El tiempo se encargó de alimentar la leyenda y ya era común de que los jugadores tuvieran pánico de jugar ante desconocidos al no saber si se trataba de aquel chico.
Por otra parte, la relación estaba funcionando muy bien y a pesar de encontrarse a una corta edad con apenas veinte años, Lucas decidió comentarle a sus padres que pensaba dar el siguiente paso con Helen.
Hubo alegría en la familia. Estaban un tanto preocupados debido a que sentían que el trabajo lo estaba consumiendo, pero sentar cabeza con una mujer podía ser el paso perfecto que necesitaba el chico en su vida para lograr alcanzar otro tipo de metas, que no se centraran tanto en el crecimiento económico.
Buscó la oportunidad perfecta para pedirle matrimonio en un viaje a Moscú.
En Rusia, tras un año y algunos meses de relación, decidieron oficializar el matrimonio.
La ceremonia se llevó a cabo en Nueva York.
Lucas invitó a sus amigos más cercanos, trabajadores de confianza y por supuesto familia.
Su hermana nunca apareció en la fiesta, lo que no le extrañó pero al mismo tiempo decepcionó.
Botó la casa por la ventana con la celebración que realizaron.
Fue tan salvaje que duró tres días sin descanso.
La luna de miel la pasaron en Cancún, México, lugar reconocido por tener playas hermosas y paisajes espectaculares.
- ¡Oye Lucas!
- Dime.
- ¿No te parece todo muy loco?
- ¿A qué te refieres?
- Somos una pareja joven, con la vida resuelta, sin problemas económicos y con grandes planes por delante.
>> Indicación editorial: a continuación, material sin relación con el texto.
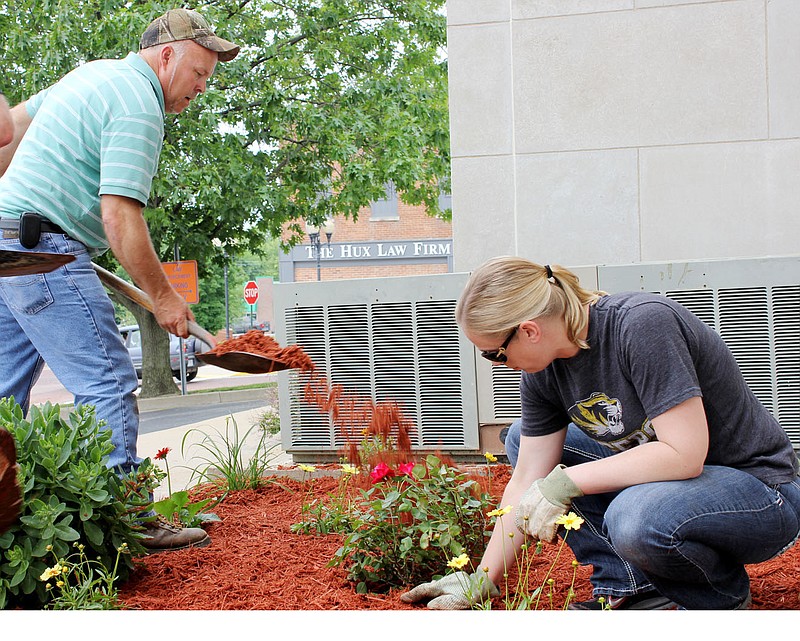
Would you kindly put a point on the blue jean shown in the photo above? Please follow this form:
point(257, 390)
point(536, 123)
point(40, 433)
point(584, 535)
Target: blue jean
point(689, 540)
point(65, 319)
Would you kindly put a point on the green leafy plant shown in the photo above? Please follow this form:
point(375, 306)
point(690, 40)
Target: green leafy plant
point(330, 515)
point(83, 584)
point(69, 496)
point(270, 421)
point(178, 507)
point(410, 523)
point(226, 458)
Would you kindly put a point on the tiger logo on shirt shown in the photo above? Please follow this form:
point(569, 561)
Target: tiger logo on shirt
point(600, 416)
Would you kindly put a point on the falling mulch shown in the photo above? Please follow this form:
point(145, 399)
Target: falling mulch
point(255, 562)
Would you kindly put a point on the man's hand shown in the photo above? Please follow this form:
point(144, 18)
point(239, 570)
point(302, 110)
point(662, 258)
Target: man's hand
point(457, 591)
point(172, 313)
point(545, 501)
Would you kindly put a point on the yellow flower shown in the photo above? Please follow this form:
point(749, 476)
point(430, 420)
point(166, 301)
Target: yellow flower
point(458, 562)
point(49, 573)
point(500, 511)
point(570, 521)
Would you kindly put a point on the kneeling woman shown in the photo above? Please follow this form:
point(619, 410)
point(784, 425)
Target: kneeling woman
point(635, 416)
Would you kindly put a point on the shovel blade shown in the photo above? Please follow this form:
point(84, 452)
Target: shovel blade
point(243, 362)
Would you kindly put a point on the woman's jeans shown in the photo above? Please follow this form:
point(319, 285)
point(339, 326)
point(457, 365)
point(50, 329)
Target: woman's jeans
point(687, 539)
point(65, 318)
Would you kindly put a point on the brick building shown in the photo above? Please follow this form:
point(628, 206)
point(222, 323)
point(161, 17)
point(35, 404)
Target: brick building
point(389, 238)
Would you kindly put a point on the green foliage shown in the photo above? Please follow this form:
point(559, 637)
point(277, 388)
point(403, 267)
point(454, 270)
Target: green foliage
point(82, 583)
point(270, 421)
point(406, 529)
point(177, 506)
point(230, 458)
point(70, 496)
point(333, 515)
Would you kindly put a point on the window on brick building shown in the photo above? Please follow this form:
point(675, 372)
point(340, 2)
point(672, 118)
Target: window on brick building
point(445, 200)
point(386, 208)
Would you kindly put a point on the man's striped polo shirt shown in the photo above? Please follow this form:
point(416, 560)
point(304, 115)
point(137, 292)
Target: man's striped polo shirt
point(97, 131)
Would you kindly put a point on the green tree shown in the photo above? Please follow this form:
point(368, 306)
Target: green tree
point(328, 101)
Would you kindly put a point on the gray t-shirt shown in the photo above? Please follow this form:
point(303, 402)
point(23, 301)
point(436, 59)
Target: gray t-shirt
point(648, 354)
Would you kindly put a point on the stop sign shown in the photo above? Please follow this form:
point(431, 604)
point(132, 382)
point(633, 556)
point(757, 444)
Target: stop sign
point(251, 292)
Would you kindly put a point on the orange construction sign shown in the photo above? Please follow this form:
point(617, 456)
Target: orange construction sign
point(182, 276)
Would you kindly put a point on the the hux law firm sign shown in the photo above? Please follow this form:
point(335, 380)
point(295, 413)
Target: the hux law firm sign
point(437, 250)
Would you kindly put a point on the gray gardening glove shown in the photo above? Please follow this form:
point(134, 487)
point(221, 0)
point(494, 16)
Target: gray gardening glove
point(457, 591)
point(544, 502)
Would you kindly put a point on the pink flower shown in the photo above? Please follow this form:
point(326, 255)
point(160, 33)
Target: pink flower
point(405, 468)
point(380, 472)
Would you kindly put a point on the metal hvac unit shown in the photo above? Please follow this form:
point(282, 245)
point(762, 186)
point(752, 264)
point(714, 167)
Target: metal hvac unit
point(388, 340)
point(754, 304)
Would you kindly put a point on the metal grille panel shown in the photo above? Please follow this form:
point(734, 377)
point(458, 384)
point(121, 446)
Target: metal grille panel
point(383, 340)
point(754, 304)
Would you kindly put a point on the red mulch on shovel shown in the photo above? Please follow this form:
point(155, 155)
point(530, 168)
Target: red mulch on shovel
point(256, 563)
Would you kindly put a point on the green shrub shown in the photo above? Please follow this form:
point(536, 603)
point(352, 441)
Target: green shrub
point(407, 527)
point(69, 497)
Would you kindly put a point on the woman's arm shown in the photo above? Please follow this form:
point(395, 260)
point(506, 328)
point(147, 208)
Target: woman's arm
point(538, 455)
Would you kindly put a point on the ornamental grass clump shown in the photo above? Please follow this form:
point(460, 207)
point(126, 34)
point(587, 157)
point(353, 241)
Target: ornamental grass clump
point(410, 522)
point(69, 497)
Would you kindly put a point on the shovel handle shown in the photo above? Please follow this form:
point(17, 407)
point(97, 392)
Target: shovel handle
point(138, 296)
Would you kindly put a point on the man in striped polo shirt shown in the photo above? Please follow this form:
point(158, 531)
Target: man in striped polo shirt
point(75, 180)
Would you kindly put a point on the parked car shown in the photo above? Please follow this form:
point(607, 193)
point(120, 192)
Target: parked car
point(132, 338)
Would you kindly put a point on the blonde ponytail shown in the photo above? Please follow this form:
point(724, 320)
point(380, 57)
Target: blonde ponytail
point(507, 290)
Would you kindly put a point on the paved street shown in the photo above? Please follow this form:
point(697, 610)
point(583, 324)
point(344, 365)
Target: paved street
point(48, 388)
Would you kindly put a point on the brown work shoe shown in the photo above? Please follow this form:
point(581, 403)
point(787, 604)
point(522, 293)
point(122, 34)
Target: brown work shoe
point(162, 536)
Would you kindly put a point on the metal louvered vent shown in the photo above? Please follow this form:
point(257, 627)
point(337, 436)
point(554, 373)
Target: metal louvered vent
point(754, 304)
point(391, 340)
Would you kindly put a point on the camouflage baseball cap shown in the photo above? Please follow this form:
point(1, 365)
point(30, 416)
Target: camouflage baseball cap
point(185, 24)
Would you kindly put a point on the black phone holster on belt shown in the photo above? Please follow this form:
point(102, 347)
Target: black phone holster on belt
point(30, 229)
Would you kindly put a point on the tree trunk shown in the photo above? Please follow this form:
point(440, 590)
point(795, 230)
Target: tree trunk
point(157, 377)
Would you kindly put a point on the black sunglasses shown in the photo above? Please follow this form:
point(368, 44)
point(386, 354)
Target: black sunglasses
point(499, 355)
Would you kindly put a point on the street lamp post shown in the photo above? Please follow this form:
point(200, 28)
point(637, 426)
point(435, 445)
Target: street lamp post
point(315, 236)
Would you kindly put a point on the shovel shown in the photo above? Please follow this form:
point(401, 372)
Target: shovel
point(16, 263)
point(234, 361)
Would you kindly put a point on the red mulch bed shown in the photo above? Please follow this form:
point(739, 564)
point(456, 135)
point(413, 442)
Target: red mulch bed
point(256, 563)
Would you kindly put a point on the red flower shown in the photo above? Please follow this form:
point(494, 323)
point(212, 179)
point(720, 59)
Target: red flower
point(405, 468)
point(381, 471)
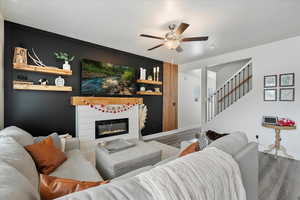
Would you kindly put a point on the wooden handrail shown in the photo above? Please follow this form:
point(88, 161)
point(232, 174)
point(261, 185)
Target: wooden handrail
point(235, 88)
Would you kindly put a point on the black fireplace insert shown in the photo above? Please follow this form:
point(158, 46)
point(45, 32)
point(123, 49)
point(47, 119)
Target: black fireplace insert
point(113, 127)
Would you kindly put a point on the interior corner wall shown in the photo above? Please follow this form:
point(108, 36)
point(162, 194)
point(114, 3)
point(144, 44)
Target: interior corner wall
point(189, 99)
point(1, 71)
point(246, 114)
point(44, 112)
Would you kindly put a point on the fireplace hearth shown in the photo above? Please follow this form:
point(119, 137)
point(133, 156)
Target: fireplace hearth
point(113, 127)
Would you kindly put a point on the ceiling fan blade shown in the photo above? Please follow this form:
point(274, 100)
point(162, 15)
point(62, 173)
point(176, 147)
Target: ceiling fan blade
point(179, 49)
point(156, 47)
point(182, 27)
point(151, 36)
point(191, 39)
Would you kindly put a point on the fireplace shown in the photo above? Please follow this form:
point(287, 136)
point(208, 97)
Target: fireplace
point(113, 127)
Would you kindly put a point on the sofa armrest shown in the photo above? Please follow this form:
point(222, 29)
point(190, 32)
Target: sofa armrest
point(72, 143)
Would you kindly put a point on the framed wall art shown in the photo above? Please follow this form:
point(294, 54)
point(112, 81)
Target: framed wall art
point(270, 94)
point(287, 94)
point(270, 81)
point(287, 80)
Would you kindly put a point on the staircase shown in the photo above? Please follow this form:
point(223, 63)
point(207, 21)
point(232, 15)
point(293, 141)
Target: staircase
point(231, 91)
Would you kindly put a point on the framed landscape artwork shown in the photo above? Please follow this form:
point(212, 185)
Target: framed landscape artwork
point(270, 81)
point(106, 79)
point(287, 80)
point(287, 94)
point(270, 95)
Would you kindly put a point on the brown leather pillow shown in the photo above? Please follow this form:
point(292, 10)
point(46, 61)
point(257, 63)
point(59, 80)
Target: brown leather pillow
point(52, 187)
point(46, 156)
point(189, 149)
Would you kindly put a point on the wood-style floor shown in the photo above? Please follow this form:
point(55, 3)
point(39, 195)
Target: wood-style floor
point(279, 179)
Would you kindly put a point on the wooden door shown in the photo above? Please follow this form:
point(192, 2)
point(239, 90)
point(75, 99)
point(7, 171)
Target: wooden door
point(170, 98)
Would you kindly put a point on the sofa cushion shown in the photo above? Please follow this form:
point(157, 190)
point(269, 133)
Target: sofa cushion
point(166, 161)
point(77, 167)
point(231, 143)
point(16, 156)
point(55, 138)
point(46, 156)
point(21, 136)
point(52, 187)
point(13, 185)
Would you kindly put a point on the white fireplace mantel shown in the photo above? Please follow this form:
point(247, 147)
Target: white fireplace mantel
point(86, 116)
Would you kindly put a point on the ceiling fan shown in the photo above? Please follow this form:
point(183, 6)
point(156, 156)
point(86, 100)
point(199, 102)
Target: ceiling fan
point(173, 39)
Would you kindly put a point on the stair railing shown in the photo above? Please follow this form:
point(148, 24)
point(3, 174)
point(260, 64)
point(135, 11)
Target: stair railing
point(231, 91)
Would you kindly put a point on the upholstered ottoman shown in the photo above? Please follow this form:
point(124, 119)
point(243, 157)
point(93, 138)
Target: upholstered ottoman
point(111, 165)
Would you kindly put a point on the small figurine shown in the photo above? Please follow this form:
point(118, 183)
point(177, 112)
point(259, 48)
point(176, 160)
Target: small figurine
point(20, 56)
point(59, 81)
point(43, 81)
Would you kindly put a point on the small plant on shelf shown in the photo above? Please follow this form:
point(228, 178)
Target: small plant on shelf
point(65, 57)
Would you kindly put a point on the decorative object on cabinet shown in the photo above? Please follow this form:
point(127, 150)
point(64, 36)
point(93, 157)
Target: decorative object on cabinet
point(36, 59)
point(43, 81)
point(23, 82)
point(272, 120)
point(22, 77)
point(65, 57)
point(287, 94)
point(42, 87)
point(142, 115)
point(277, 146)
point(20, 55)
point(287, 80)
point(149, 82)
point(59, 81)
point(270, 95)
point(48, 70)
point(270, 81)
point(142, 89)
point(149, 93)
point(142, 74)
point(157, 89)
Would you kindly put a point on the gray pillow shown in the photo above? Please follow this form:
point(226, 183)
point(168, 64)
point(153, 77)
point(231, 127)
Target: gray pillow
point(55, 139)
point(231, 143)
point(13, 185)
point(19, 135)
point(16, 156)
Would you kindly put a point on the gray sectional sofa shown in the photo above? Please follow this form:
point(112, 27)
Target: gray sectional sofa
point(19, 178)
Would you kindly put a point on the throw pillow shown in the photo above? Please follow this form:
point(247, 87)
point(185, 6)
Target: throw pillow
point(52, 187)
point(46, 156)
point(15, 155)
point(55, 138)
point(19, 135)
point(189, 149)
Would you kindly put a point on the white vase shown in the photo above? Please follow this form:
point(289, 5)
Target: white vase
point(66, 66)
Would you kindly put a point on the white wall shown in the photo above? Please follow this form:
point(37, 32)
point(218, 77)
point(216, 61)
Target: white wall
point(1, 71)
point(246, 114)
point(189, 110)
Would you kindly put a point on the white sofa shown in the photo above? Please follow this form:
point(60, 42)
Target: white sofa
point(19, 178)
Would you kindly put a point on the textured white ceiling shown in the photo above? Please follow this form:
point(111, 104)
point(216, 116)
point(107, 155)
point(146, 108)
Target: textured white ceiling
point(231, 24)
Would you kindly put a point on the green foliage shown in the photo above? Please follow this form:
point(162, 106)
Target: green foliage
point(64, 56)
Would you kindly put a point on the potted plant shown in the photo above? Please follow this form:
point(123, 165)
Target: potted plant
point(65, 57)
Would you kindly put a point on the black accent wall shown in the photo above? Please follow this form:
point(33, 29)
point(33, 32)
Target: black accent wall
point(44, 112)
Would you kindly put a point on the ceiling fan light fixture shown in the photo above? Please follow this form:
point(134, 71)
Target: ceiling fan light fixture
point(172, 44)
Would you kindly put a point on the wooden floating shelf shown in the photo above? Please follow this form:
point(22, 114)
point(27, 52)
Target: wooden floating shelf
point(149, 93)
point(149, 82)
point(42, 87)
point(48, 70)
point(77, 101)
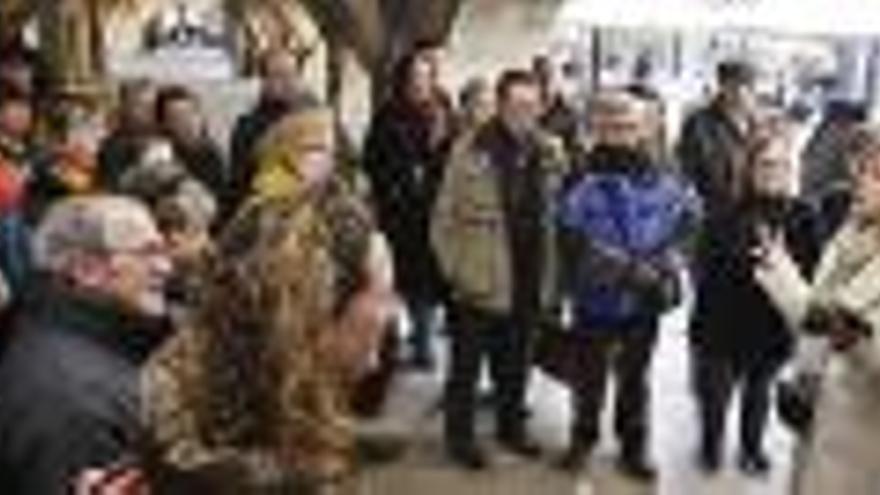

Estamos condenados a vivir una vida de éxito… pero lo más gracioso es que nos conocimos en un maldito avión, donde empezamos gritándonos…
- Y a los cinco minutos estábamos teniendo sexo – completó la frase el hombre.
- Me quitaste las palabras de la boca.
- ¿Y cuál es el problema?
- ¿Cuándo dije que había un problema? ¡Al contrario! Sólo me parece curioso que todo esto nos esté pasando a nosotros.
- Pues acostúmbrate mi reina. De ahora en adelante viviremos así, de viaje en viaje, incursionando en proyectos nuevos y buscando la manera ya no de acumular más fortuna sino de ayudar a nuestros seres queridos a lograrla.
- Bueno, pero no todos podrían tener la suerte de hacer una inversión tan buena como la tuya.
- Ah… sólo es cuestión de estar en el momento correcto - se tornó incómodo el ambiente.
- Bueno, pero si fuera así todo el mundo sería millonario ¿No crees?
- Tienes razón, creo que hay que tener talento para esto. No cualquiera puede llevar sobre sus espaldas apostar un riesgo y asumir las consecuencias.
- Así es cariño… ¿Nunca le tuviste miedo al fracaso?
Lucas recordaba todos los momentos en los que sintió que perdía en sus apuestas.
- ¿A la derrota? Sí claro, creo que fue el miedo más intenso en mi adolescencia – sentenció.